Vatel

Elle s’intéressait à ces nœuds du hasard par lesquels, certains jours, la chance oppose une fin de non-recevoir.  

Une suite de revers était alors perçue comme une malveillance du destin, là où il n’y avait qu’un bouillonnement fortuit d’événements néfastes.  

Ce qui l’intéressait, c’est le moment où le psychisme basculait. 

Les poissons attendus pour la réception du roi, n’arrivaient pas. Malgré les efforts déployés, aucune “marée” pour assurer le festin, pour sustenter l’appétit souverain.  

Vatel accablé s’était plongé son épée dans le corps. 

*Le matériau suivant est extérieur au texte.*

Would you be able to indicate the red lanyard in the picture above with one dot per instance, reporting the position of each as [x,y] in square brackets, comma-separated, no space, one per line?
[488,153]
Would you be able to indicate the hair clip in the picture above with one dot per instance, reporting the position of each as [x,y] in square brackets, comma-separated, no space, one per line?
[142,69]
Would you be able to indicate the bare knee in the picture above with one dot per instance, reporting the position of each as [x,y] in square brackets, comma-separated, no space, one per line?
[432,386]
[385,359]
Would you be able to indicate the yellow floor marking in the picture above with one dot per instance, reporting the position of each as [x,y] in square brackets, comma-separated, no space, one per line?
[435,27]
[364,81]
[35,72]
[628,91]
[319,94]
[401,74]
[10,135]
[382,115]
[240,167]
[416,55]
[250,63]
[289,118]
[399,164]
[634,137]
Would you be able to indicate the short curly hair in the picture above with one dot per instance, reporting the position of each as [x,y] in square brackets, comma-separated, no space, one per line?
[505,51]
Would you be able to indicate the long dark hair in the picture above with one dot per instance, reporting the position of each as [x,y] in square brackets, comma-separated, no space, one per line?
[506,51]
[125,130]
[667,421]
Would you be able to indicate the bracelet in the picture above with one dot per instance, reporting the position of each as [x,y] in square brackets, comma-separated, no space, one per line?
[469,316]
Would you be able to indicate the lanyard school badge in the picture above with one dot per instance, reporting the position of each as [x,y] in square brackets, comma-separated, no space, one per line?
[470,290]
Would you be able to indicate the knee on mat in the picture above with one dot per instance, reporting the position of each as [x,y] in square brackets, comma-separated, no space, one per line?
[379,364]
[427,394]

Un autre, à quelques siècles de là, avait multiplié deux ou trois poissons de rien pour nourrir une foule immense. D’accord, il avait eu un coup de pouce du divin. Mais tout tenait à la façon d’orienter son mental :  

ne pas s’user aux aléas du climat, aux contretemps du terrain, intégrer les délais (car après tout, les poissons de Vatel avaient fini par arriver). 

Vatel était le fondateur de l’insécurité moderne. 

Par lui, elle comprenait que plus on cherche à prouver, plus on augmente les chances de se planter. 

C’était donc l’inverse de ce qu’elle avait cru au départ. 

Une gifle à sa maturité.  

Moins on en faisait, plus on passait à travers les mailles du filet.  

Mieux valait accueillir en soi – à la place d’une maîtrise illusoire – un dénuement réel, une flageolence première, et reconnaître l’inaptitude humaine à évaluer le prix des richesses impalpables.  

Vatel était le pionnier d’une classe moyenne perfectionniste, accro à son mérite, qui voulait prendre le pouvoir aux inactifs. 

La Révolution avait entériné le principe vatelliste. 

Au 19e siècle, le syndrome avait fait tache d’huile et on avait vu nombre jeunes gens, saturés de cette idéologie arriviste, dégringoler de leurs rêves.  

C’est maintenant la société entière, gagnée à cette frénésie, qui se bourrait le crâne au succès et se consumait de sa fièvre. 

Pour les générations futures, Vatel avait faussé la donne.  

S’en dégageait, toujours d’actualité, une prudence à tenir pour dénouer la corde au cou que la bourgeoisie s’était mise.  

Ne valait-il pas mieux s’investir sur une parcimonie qui rendrait acceptable, un jour, de finir ?  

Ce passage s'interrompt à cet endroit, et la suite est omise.